TAMPA, Fla. (WFLA) — Butter, cheese and cream could be more expensive in 2022 as inflation marches on and demand outpaces supply of milk in the United States. The United States Department of Agriculture’s most recent weekly report on the dairy market is predicting prices to rise as the country’s dairy cows can’t be milked fast enough to keep up with consumer demand.
Milk production forecasts are predicted to be lower than previous years heading into 2022. USDA already projected lower production of milk in 2021, now that trend is expected to continue.
While the USDA is expecting higher prices next year, the Bureau of Labor Statistics is showing a decrease in demand prices for raw milk, while the price of fresh produce is on the rise.
A combination of factors, such as lower dairy cow numbers and less milk per cow, are part of the supply problem, but weaker sales on groceries made with butterfat are also “weaker,” according to the USDA.
For December 2021, the USDA reported a half gallon of milk in the Southeast U.S. was $4.99 for its weighted average price. In December 2020, it was $3.50.

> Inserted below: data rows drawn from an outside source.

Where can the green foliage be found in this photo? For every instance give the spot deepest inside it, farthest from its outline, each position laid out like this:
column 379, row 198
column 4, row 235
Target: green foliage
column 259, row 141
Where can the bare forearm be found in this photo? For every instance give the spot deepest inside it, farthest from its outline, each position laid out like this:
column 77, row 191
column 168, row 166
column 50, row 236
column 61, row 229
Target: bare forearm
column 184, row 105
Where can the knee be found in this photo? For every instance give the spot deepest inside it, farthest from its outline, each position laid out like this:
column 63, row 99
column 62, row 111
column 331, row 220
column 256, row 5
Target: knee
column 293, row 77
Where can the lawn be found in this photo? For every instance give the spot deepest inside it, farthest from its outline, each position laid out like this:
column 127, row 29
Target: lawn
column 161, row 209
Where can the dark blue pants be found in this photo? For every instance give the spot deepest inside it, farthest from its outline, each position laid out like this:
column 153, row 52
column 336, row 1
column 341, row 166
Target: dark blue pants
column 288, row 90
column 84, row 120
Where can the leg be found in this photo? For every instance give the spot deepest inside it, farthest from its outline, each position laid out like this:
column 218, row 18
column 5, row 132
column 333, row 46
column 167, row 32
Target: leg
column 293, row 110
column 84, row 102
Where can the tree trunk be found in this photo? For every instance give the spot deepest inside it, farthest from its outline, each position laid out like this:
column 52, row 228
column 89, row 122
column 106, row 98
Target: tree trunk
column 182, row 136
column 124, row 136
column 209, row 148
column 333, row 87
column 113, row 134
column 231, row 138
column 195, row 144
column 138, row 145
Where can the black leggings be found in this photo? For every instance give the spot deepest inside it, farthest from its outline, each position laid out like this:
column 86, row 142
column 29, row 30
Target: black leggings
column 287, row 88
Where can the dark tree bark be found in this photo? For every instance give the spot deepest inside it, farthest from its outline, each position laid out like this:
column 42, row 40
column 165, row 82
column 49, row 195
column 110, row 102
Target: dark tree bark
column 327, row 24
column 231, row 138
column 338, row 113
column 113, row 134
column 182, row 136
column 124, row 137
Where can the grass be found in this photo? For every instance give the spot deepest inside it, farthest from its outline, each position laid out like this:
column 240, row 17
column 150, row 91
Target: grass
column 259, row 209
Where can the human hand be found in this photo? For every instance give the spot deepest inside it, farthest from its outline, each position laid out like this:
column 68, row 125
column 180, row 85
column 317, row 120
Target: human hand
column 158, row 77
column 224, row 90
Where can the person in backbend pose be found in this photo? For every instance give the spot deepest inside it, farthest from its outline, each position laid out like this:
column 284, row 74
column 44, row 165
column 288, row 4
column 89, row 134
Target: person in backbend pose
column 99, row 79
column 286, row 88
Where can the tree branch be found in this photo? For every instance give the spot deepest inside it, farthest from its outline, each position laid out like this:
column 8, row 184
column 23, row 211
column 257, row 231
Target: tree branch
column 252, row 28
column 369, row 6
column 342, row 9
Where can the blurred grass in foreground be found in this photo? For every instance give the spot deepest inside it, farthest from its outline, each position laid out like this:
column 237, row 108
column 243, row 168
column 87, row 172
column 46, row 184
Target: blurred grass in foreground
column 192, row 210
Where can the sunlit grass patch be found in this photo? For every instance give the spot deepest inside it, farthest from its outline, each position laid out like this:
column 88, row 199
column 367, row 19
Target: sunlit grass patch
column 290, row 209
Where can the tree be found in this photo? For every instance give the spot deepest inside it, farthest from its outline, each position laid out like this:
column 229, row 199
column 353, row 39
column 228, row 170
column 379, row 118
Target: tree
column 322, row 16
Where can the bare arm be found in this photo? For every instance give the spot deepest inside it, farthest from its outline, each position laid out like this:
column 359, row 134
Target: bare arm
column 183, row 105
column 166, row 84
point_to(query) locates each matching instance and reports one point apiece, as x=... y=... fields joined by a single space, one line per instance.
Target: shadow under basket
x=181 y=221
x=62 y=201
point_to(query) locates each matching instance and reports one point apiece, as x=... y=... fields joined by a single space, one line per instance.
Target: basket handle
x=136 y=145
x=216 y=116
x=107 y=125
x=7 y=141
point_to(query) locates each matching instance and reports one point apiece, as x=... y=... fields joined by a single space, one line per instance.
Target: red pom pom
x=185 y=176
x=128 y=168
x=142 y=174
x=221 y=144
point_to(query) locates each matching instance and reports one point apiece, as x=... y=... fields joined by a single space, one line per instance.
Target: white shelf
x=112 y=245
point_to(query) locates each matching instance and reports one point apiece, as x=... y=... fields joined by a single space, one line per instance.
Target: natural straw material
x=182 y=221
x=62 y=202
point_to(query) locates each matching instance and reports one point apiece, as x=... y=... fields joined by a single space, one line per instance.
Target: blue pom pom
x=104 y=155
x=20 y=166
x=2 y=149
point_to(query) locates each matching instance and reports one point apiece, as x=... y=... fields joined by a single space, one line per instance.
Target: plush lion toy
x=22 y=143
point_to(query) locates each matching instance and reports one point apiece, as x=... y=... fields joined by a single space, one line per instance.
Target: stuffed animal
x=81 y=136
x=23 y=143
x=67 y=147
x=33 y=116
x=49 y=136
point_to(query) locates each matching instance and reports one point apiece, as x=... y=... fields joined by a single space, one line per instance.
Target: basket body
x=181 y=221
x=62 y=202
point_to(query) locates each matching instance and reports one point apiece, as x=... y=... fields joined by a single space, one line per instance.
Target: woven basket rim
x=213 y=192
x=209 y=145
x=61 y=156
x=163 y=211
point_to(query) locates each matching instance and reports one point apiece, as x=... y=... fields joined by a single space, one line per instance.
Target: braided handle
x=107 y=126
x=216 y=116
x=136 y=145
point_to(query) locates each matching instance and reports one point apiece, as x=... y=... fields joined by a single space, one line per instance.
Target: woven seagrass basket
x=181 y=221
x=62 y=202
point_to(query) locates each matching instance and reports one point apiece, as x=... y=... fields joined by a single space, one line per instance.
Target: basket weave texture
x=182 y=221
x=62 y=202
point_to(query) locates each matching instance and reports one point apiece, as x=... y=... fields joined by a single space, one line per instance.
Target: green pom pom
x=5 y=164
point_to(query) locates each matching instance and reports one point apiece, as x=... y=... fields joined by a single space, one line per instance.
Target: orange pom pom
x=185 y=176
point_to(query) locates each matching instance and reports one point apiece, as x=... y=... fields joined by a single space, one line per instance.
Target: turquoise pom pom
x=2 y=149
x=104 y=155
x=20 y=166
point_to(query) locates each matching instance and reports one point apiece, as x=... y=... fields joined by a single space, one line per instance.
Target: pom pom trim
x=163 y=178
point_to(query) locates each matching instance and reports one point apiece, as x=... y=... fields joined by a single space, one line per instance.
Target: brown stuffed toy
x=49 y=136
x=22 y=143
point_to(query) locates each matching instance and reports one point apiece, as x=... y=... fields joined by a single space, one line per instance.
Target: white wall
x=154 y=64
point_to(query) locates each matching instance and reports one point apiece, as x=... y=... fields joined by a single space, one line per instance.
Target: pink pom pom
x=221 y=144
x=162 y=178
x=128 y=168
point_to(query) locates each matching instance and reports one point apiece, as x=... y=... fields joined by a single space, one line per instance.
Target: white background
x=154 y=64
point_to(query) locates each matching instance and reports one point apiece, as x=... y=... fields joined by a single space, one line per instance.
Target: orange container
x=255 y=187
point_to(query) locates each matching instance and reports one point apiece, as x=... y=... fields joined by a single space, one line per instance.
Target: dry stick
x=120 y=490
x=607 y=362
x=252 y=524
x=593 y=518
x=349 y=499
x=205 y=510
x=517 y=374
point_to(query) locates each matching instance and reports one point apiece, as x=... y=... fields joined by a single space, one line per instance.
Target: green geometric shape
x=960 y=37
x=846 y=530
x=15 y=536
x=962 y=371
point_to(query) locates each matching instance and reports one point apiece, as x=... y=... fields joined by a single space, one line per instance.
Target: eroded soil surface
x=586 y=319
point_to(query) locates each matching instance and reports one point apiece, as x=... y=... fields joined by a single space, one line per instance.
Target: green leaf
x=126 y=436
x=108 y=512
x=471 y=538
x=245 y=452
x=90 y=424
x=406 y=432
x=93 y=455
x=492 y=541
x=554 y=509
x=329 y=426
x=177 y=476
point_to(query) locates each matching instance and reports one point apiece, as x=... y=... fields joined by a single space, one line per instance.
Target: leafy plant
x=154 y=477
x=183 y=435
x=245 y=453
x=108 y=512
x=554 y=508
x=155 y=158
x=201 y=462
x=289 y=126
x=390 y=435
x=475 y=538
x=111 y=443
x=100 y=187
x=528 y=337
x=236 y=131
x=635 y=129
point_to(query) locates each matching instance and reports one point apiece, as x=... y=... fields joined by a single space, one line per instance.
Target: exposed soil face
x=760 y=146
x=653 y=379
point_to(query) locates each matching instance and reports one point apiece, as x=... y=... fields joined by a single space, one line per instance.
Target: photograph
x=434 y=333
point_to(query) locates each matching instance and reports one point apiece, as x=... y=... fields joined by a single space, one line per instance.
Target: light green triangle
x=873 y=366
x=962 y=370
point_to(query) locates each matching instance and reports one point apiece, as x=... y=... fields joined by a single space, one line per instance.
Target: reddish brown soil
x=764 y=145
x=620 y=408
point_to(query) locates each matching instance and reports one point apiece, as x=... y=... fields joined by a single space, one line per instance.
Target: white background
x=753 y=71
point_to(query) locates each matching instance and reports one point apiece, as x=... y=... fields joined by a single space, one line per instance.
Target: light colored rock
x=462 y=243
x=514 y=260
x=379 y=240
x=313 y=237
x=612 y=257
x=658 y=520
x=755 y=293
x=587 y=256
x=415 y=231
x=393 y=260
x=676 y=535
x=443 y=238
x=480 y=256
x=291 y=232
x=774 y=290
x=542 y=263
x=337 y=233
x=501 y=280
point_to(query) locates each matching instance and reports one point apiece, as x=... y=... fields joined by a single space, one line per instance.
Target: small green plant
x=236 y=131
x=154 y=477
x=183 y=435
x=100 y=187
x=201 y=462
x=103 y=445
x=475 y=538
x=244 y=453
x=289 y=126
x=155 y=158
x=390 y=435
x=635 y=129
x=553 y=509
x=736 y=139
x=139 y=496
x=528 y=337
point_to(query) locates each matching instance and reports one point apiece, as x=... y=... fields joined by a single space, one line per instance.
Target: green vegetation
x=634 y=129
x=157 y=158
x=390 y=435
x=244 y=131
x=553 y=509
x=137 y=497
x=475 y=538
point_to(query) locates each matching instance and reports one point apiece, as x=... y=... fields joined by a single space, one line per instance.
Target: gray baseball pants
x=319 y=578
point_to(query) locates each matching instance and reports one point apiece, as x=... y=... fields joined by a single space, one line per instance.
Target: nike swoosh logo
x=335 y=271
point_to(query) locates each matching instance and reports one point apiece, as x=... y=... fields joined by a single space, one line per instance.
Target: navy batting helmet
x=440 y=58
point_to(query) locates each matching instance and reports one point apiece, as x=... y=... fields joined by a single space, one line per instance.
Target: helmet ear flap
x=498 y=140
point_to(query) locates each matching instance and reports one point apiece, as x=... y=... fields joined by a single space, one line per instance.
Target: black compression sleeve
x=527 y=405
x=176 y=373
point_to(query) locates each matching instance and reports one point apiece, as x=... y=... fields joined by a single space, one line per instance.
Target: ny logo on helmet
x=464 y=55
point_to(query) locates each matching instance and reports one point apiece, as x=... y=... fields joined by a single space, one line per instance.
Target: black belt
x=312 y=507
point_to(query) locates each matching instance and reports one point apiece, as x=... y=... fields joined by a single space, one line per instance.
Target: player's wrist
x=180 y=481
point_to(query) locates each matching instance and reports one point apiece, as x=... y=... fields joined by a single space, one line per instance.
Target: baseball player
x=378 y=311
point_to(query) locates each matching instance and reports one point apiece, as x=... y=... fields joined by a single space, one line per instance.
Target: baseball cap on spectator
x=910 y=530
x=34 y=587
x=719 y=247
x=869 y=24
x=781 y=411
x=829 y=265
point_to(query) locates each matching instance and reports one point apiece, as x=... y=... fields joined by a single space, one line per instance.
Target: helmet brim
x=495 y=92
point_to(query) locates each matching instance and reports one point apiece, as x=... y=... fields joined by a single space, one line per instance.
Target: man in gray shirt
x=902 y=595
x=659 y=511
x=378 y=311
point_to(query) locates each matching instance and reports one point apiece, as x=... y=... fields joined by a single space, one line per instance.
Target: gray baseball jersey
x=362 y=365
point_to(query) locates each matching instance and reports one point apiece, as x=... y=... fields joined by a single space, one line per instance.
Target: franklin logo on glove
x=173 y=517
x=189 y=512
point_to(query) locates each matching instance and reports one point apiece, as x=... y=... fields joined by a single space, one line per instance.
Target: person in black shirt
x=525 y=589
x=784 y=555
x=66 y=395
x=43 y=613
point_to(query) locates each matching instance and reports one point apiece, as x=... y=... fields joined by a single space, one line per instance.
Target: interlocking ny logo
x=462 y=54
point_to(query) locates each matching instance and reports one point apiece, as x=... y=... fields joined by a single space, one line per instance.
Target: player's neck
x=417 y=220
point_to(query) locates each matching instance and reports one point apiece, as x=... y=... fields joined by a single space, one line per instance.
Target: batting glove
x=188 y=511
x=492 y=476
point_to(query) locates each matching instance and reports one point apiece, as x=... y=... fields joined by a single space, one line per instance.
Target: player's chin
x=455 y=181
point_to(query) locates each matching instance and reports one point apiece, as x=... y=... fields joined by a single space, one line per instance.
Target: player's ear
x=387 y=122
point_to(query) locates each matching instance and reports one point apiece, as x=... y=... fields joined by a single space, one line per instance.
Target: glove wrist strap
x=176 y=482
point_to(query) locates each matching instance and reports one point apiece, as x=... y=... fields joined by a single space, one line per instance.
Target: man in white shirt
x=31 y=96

Forecasting the exports of products with a milk-fat basis, USDA’s weekly report is expecting stronger shipments of butterfat products, but higher prices on cheese and whey, meaning it’ll cost more cheddar for your cheddar and dry-milk goods, too.
“The 2021 Class III price forecast is raised on higher cheese and whey prices and the Class IV price forecast is raised on the higher butter price. The 2021 all milk price forecast is raised to $18.60 per cwt. For 2022, cheese, butter, NDM, and whey price forecasts are raised on lower expected milk supplies,” USDA reported. “The all milk price for 2022 is raised to $20.75 per cwt.”
For those of us who aren’t dairy farmers, CWT is dollars per hundredweight of milk. A hundredweight of milk is how much it costs for in dollars for 100 pounds of milk. The USDA says the average gallon of milk weighs 8.6 pounds, depending on how much fat is in the milk, from skim or no fat, to whole milk or full fat.
In 2022, the USDA is expecting 100 pounds of milk to cost $2.15 per cwt more than it does now.